An airworthiness directive (AD) that takes effect March 9 will require inspections of about 1,520 early model Cessna 210 single-engine airplanes for carrythrough spar corrosion in the aftermath of a wing-separation accident in 2019.
The AD “requires a one-time visual inspection of specified areas on the carry-thru spar lower cap and an eddy current inspection of the lower cap kick area and any locations where corrosion was removed.” The inspection’s results must be reported to the FAA, which will use the data to determine any further action.
On May 26, 2019, the wing of a Cessna T210M separated while the aircraft was conducting a low-altitude aerial survey flight in Australia. “A visual examination of the fracture surface identified fatigue cracking that initiated at a corrosion pit,” the AD notes.
Soon after the accident, AOPA reported that the FAA had issued an airworthiness concern sheet to gather information from operators of Cessna 177 and cantilever-wing Cessna 210s about any history of cracking of wing carrythrough spars.
Subsequently, “the FAA received reports of widespread and severe corrosion of the carry-thru spar on Models 210G, T210G, 210H, T210H, 210J, T210J, 210K, T210K, 210L, T210L, 210M, and T210M airplanes. Further investigation identified that these early model airplanes were manufactured without corrosion protection or primer, increasing their susceptibility to corrosion.”

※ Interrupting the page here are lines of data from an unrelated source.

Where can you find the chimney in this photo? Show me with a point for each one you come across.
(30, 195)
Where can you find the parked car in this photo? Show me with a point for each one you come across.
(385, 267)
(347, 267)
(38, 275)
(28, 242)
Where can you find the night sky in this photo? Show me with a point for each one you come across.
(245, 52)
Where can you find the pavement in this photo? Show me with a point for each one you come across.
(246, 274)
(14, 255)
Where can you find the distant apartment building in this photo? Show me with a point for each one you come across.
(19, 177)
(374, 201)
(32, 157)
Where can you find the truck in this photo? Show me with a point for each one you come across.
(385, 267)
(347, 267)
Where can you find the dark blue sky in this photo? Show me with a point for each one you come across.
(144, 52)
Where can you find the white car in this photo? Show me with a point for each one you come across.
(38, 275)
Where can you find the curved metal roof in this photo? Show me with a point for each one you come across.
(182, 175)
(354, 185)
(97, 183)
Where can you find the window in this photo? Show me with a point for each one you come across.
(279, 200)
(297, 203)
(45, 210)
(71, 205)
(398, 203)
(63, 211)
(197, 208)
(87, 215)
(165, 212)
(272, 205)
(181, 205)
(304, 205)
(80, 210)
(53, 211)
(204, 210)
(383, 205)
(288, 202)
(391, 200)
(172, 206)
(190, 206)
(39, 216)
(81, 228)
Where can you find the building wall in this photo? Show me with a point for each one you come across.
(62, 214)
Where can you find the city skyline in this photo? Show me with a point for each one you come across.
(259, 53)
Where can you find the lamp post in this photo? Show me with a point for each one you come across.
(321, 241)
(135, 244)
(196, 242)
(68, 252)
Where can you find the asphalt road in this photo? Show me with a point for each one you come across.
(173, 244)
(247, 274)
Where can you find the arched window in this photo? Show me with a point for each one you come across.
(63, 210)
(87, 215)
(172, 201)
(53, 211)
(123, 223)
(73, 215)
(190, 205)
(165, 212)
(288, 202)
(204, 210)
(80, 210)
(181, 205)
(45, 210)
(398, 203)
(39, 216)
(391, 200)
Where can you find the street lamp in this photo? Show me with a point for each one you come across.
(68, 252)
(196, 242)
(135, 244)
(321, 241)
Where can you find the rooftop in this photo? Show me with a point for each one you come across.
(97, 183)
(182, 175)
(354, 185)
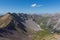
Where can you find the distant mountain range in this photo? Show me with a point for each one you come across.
(17, 26)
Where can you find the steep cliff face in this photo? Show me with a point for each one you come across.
(17, 27)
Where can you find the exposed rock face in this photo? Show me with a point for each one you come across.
(17, 27)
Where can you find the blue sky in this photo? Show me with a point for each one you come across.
(30, 6)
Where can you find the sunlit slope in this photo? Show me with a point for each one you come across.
(4, 21)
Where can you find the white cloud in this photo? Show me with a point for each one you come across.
(36, 5)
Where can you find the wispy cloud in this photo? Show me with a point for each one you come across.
(36, 5)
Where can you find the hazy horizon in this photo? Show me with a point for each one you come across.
(30, 6)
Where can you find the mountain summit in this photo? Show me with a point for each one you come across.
(17, 26)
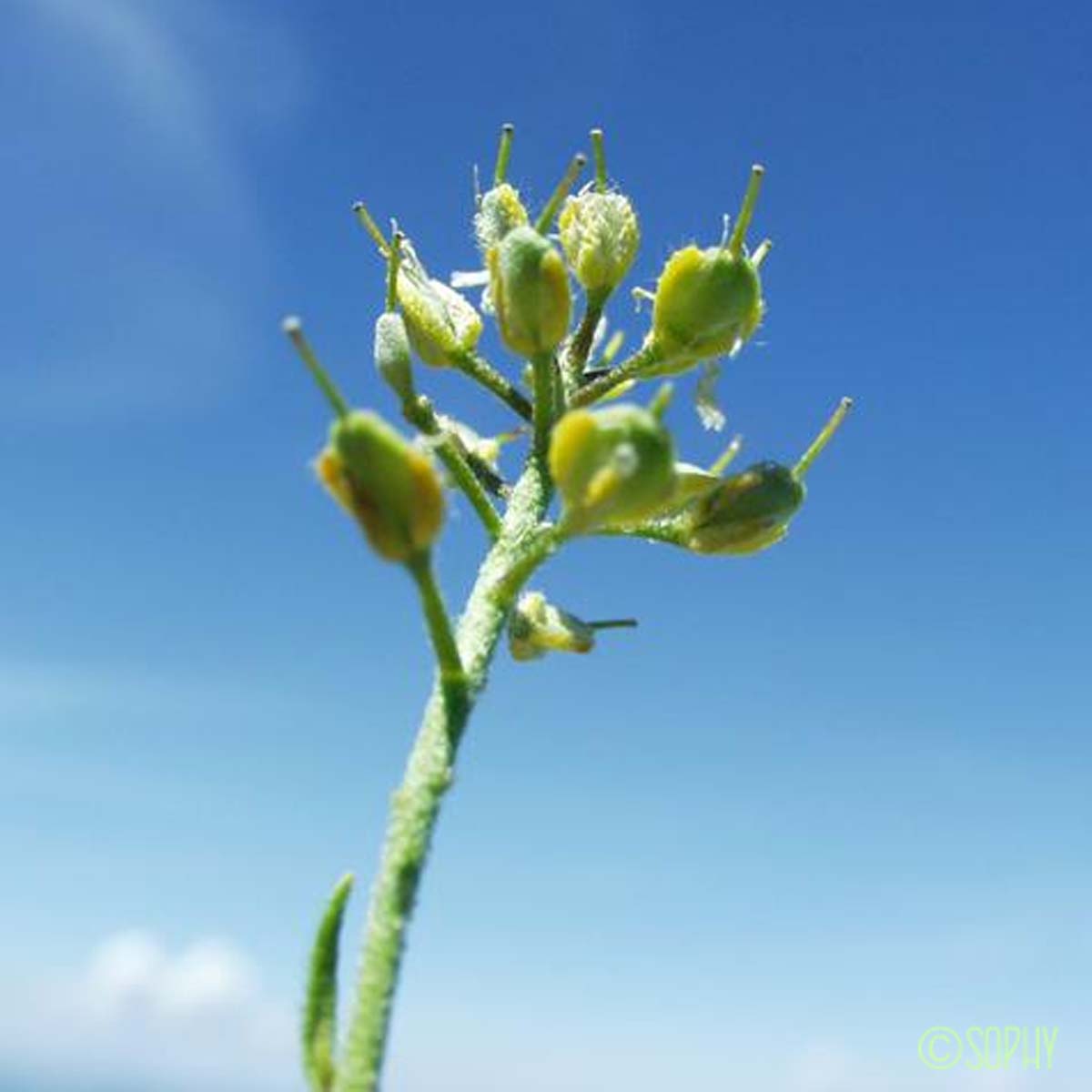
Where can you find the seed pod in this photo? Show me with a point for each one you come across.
(752, 511)
(746, 512)
(386, 484)
(708, 303)
(538, 627)
(600, 236)
(500, 211)
(392, 354)
(612, 465)
(441, 325)
(531, 293)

The agency estimates the cost of compliance with the AD’s inspection and reporting provisions at $1,827.50 per aircraft.
Although the AD is a final rule not preceded by a public comment period, comments may still be submitted by April 6 online or by mail to U.S. Department of Transportation, Docket Operations, M–30, West Building Ground Floor, Room W12–140, 1200 New Jersey Avenue SE, Washington, DC 20590.
Please include Docket Number FAA–2020–0156 and Product Identifier 2019–CE–053–AD at the beginning of your comments.